Wednesday, January 25, 2012

How Google Wants to Make TCP Faster



Google has some ideas how to make the Transmission Control Protocol (TCP) a little bit faster. Earlier this week, Google’s Yuchung Cheng wrote about some of Google’s research and ways that the “make the web faster” team suggests improving TCP. This includes things like increasing the initial congestion window, reducing the initial timeout for TCP, and using a new algorithm for loss recovery. According to Gooogle, this would decrease network congestion and boost page load speed significantly.
  • Increasing TCP’s initial congestion window would reduce network latency by about 10%, according to Google research. Currently the window is four segments, which is good for transmitting about 4KB of data. Google wants to increase this to 10 segments, or about 15KB.
  • Google says that using TCP Fast Open would decrease HTTP transaction network latency by 15% and whole-page load time by 10% (on average) and up to 40% in some cases.
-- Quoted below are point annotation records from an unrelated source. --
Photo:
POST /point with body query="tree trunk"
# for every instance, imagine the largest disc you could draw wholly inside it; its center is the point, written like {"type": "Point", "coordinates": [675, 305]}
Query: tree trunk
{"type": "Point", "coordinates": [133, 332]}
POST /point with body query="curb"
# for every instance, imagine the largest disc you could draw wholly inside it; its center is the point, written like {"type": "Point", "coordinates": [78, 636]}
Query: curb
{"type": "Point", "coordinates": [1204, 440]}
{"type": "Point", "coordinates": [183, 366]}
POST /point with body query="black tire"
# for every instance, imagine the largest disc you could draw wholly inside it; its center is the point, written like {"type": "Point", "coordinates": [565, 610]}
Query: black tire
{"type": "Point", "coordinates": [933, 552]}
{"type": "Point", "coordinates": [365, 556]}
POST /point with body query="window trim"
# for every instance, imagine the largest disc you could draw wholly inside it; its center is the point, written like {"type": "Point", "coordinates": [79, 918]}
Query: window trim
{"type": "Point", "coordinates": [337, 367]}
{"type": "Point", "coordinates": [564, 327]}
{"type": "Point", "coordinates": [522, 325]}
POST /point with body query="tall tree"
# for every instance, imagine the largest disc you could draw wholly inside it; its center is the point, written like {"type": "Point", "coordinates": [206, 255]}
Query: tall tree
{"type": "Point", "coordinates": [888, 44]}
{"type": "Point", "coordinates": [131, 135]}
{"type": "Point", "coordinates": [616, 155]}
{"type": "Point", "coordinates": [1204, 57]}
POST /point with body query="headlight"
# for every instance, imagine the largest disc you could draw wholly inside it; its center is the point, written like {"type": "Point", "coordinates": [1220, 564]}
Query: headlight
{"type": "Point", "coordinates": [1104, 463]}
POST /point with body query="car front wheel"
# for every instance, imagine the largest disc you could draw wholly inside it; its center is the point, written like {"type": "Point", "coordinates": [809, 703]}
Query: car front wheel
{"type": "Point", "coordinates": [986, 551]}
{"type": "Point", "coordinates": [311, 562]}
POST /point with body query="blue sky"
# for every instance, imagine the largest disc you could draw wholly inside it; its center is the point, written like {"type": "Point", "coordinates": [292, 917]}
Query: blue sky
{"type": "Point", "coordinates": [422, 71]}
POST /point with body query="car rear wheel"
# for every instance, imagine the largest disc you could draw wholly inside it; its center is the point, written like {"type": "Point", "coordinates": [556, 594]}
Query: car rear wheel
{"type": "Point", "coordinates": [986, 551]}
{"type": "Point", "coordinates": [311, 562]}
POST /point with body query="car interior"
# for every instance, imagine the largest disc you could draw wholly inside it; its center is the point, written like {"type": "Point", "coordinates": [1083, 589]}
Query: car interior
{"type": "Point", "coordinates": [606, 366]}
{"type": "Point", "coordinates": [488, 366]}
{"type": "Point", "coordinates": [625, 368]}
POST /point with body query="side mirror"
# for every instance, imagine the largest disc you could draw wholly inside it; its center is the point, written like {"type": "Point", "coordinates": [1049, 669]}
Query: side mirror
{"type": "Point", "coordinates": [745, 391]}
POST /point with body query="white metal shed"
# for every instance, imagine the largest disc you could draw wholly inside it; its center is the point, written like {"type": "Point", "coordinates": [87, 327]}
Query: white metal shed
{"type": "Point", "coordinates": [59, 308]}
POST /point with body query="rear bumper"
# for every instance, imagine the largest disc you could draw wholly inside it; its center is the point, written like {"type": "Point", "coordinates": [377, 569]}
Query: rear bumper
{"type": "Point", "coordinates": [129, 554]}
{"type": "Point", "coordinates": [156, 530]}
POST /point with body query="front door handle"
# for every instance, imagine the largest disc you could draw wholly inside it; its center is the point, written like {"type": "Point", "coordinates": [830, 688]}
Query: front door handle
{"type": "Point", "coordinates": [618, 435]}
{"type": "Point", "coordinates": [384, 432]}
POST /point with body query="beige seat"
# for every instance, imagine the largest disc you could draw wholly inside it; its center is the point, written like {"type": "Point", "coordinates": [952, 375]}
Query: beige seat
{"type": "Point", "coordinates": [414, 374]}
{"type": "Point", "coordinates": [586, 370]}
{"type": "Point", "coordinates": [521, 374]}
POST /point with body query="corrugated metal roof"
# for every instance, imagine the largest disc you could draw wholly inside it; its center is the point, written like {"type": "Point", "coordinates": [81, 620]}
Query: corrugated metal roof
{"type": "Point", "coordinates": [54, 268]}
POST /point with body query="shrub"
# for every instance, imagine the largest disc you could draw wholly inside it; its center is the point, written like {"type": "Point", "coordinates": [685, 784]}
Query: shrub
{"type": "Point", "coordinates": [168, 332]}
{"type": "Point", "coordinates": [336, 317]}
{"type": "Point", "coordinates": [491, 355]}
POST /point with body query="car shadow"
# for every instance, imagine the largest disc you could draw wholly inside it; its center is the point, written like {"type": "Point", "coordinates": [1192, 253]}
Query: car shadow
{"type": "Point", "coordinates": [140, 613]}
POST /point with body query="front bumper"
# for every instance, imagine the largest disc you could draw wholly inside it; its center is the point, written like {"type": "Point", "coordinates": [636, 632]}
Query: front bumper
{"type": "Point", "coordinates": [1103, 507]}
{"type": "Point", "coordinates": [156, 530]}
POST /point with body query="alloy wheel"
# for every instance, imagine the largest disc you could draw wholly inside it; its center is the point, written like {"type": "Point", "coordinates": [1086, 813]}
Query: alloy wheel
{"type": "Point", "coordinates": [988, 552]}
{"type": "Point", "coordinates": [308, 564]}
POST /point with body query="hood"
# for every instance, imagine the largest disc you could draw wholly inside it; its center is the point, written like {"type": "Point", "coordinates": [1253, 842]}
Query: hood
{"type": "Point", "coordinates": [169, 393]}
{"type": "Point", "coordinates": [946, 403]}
This is because fast open would enable data exchange during the TCP initial handshake, which would decrease latency by a full round-trip.
  • Google also wants to shorten the initial timeout by two seconds. This would give connections one second to time out, which Google argues is plenty on modern networks.
  • The Proportional Rate Reduction for TCP that Google developed is already implemented in Linux, and is proposed by Google as a standard.


Cheng says the company is also working on better recovery on noisy mobile networks and more. The work being done by Google is all open source, says Cheng, and submitted as standards proposals to the IETF.